For union leaders, the federal legislation could prove to be a spectacular gift if it can meet the demand for union workers and convince those workers to reward the politicians who have done their job.

But that’s a big “if”. Asked if Mr. Biden or the man instrumental in many of the tax subsidies, Sen. Joe Manchin III of West Virginia, got credit in a mostly Republican state, Sparkz’s first two employees in the state, Mr. Raddish and Mitchell Williams, 24, shrugged.

“That’s all quiet,” Mr. Raddish said. “Don’t know.”

For the unions, the trajectory seems clear. Between the construction of semiconductor factories, the construction of electric vehicle charging stations and the expansion of broadband internet, leaders of the International Brotherhood of Electrical Workers foresee more work than union members for at least the next decade. That means they have to organize more.

“We are definitely bringing more workers into the union,” said Bill Hamilton, business manager of the IBEW local that is supplying workers to a massive Intel semiconductor manufacturing plant under construction outside of Columbus, Ohio.

The leadership of the Plumbers and Steamfitters Local 81 in Syracuse, NY is committed to bringing in thousands of new members to comply with the applicable project employment contract Micron’s expanded chip factory under construction north of the city. Mr Biden highlighted such agreements last week when he talked about infrastructure projects in Baltimore, New York and New Jersey. He also promoted them in Wisconsin on Wednesday, touting projects in Green Bay and Columbia County.

“People don’t realize how much is in the pipeline right now,” said Mark Muro, a senior fellow at the Brookings Institution who follows the Biden administration’s industrial policy. “There is a fundamental delivery challenge, but it could become a great opportunity for unions.”

Mr Brown, who is now a member of the anti-union Freedom Foundation, noted that private sector unions were at a low ebb, representing only about 10 per cent of the private workforce.

“If you write laws that virtually require companies to use unions, that means you are discriminating against 90 percent of the population,” he said.

But union leaders say they intend to strengthen workers’ power — and reward their allies.

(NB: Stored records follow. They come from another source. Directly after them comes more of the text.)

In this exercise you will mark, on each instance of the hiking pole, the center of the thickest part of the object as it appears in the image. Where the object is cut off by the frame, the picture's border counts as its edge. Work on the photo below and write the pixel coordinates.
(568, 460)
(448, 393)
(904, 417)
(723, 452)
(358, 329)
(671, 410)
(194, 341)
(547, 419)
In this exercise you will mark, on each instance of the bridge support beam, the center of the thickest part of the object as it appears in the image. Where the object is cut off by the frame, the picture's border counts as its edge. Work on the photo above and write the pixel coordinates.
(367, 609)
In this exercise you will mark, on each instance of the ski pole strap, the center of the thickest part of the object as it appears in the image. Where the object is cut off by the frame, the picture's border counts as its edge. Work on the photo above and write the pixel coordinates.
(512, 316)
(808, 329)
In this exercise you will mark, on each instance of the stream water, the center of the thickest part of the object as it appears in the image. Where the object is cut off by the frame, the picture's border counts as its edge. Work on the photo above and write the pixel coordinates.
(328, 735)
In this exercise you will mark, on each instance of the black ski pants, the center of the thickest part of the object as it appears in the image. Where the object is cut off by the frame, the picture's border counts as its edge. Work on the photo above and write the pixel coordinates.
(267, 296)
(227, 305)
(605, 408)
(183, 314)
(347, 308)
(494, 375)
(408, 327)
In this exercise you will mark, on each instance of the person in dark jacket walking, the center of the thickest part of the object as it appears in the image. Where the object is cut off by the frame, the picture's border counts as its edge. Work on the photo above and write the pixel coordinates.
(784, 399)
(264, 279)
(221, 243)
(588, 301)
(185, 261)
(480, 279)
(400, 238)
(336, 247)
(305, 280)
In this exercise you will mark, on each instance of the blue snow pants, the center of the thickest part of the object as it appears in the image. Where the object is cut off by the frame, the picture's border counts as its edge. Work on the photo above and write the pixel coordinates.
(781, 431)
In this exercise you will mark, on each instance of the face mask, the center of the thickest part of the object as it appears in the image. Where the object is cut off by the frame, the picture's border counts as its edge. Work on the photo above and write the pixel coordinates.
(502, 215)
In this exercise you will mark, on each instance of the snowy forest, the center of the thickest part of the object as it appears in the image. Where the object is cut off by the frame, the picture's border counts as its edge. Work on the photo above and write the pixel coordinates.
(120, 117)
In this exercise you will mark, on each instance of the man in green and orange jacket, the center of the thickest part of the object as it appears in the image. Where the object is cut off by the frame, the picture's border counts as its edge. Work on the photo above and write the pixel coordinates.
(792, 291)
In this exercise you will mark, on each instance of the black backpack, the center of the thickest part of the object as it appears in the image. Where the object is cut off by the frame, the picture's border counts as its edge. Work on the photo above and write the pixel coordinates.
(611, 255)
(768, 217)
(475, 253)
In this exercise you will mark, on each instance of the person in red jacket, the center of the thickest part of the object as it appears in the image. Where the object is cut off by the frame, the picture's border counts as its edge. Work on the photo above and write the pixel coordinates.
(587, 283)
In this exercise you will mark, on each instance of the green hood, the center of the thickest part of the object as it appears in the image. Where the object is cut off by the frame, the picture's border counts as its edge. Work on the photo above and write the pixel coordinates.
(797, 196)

Mr Hamilton said the IBEW is incorporating labor movement education and an explicit section linking politics to job creation into its revamped training programs.

“We want to get 80 percent of our membership into that education program before the next presidential election,” he said.

Construction unions target veterans, women, and workers of color to mobilize.

“It goes hand in hand with what we see as a major increase in our workforce,” said Mark Douglas, the president of the Ohio State Building and Construction Trades Council. “We need to make sure they are educated on how these things work, and we are very pleased with everything that has happened from Washington with the Biden administration.”

That could be good news for threatened Democrats running for re-election in 2024. Among them are Mr. Manchin, who won tax breaks to locate factories near abandoned coal mines and closed coal plants, as well as Senator Sherrod Brown, Ohio Democrat, who enshrined union-scale wage demands in the Semiconductor Act.

Not all the new money will benefit organized labor. Joseph W. Kane, another Brookings researcher, said more than three-quarters of the $864 billion for roads, bridges and other projects would go to state and local governments through legacy spending formulas with no special commitments.

“There’s a lot of gleeful talk in DC where people see that there’s transformational, one-off spending,” said Mr. Kane. “The reality on the ground is very different.”